There is currently legislation in Congress called GAIN, for Generating Antibiotic Incentives Now, that would require the FDA to reevaluate its guidelines for antibiotic drug trials, increase the period of market exclusivity for qualified infectious disease products (including diagnostics), and give them priority review. But that bill hasn't moved in either the Senate of the House of Representatives since it was introduced.
Writing in a column published in The Lancet, Laura Piddock, PhD, of the University of Birmingham in England, highlighted the problem of too few promising new antibiotics in the R&D pipeline.
"Human beings do not live in a sterile world," Piddock wrote. "Food and water can be contaminated and many different events occur that affect sharing of microorganisms between ecosystems and antibiotic-resistance genes between pathogenic and commensal bacteria."
Although researchers have actively been publishing articles and reports on antibiotic resistance, "the demise of antibacterial drug discovery by large pharmaceutical companies has largely gone unnoticed by governments," Piddock wrote. "Even when noted, little effort has been made to resolve this situation."

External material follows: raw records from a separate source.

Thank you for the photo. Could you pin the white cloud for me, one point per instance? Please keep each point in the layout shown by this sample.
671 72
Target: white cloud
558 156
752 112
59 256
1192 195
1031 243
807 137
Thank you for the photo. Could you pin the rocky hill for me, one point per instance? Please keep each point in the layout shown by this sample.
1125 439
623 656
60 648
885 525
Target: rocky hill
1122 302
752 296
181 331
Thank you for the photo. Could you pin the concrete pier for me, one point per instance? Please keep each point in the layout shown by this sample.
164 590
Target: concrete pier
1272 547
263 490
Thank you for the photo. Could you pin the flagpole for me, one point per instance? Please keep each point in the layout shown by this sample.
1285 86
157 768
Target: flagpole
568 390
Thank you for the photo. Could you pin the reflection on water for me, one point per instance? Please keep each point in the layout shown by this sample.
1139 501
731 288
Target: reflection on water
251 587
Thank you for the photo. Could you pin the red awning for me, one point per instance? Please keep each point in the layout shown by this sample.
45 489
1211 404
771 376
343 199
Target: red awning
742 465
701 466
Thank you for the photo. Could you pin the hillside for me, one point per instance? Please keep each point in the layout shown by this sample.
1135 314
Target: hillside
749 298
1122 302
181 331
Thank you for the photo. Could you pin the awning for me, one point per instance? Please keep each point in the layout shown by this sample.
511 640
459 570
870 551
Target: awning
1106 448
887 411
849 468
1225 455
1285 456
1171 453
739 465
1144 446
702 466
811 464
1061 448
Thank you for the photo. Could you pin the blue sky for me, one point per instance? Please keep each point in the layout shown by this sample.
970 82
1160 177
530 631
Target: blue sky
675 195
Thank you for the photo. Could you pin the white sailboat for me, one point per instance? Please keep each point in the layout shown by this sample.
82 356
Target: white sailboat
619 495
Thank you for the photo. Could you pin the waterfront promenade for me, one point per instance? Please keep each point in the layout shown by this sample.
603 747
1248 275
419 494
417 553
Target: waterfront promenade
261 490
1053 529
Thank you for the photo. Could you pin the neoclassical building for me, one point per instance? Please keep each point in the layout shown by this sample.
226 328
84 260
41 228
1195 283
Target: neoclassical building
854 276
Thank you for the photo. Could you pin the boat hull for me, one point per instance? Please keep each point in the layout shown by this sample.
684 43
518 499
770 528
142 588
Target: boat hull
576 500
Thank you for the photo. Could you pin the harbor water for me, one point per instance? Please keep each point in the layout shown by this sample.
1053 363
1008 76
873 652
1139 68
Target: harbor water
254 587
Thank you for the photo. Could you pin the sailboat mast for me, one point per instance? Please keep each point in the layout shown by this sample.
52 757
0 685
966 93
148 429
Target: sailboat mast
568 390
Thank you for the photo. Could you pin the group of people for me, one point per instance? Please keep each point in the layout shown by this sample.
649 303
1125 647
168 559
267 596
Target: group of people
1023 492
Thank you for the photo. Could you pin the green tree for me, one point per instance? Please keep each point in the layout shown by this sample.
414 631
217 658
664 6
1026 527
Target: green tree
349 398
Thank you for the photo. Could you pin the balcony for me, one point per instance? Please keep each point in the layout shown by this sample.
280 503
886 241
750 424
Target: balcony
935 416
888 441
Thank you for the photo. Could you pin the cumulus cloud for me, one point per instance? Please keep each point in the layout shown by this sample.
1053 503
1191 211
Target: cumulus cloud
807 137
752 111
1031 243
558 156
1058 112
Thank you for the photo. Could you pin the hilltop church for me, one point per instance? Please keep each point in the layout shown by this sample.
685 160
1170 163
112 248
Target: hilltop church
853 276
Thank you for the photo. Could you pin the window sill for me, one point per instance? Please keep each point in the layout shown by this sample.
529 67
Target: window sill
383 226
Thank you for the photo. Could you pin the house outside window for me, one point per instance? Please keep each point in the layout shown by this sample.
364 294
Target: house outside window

In academe, the economic recession has led to reduced funding for antibacterial research, Piddock wrote.
One major impediment to antibacterial development is that the drugs don't offer a good return on investment. Unlike major money-makers like cholesterol drugs -- which are taken by some people every day for decades -- the standard course of treatment for antibiotics is about a week. Plus, they are cheap. Piddock advocated higher prices for some antibiotics.
"The price of antibiotics should relate to their value," she wrote. "People in high-income countries expect to be given antibiotics whenever they need them and ease of use has led to a perception of low cost and therefore low value. The price of antibiotics needs to relate to their value to society and should not relate to the price of previous products."
"People will pay $50,000 for a course of chemotherapy that prolongs life by a few weeks, but we don't even like to pay $100 for an antibiotic that can save a life," he told MedPage Today.
The IDSA launched its "Bad Bugs, No Drugs," campaign in 2010 which aims to get 10 new antibiotics on the market by 2020, and has been active in lobbying for increased government research in antibiotics.
Spellberg said while the bills in Congress are a good start, they don't offer enough incentives to drug companies to ramp up development of antibiotics.
Even if new drugs were developed, the FDA makes it difficult to get a new antibiotics approved, Spellberg said.
For instance, he explained, it's FDA policy for clinicians to enroll patients in an agency-approved clinical trial before giving them a single dose of the antibiotic that is being studied so they start with no antibiotic in their systems. But Spellberg said most patients who are sick with pneumonia or a skin infection would not wait the several hours it takes to enroll in a trial before receiving the first dose of antibiotics.
Those kinds of policies impede enrollment in the kind of large-scale trials that would be necessary for the FDA to approve a new antibiotic, Spellberg said.
"They need to stop being so rigidly adherent to these bizarre, byzantine principles," he said of the agency.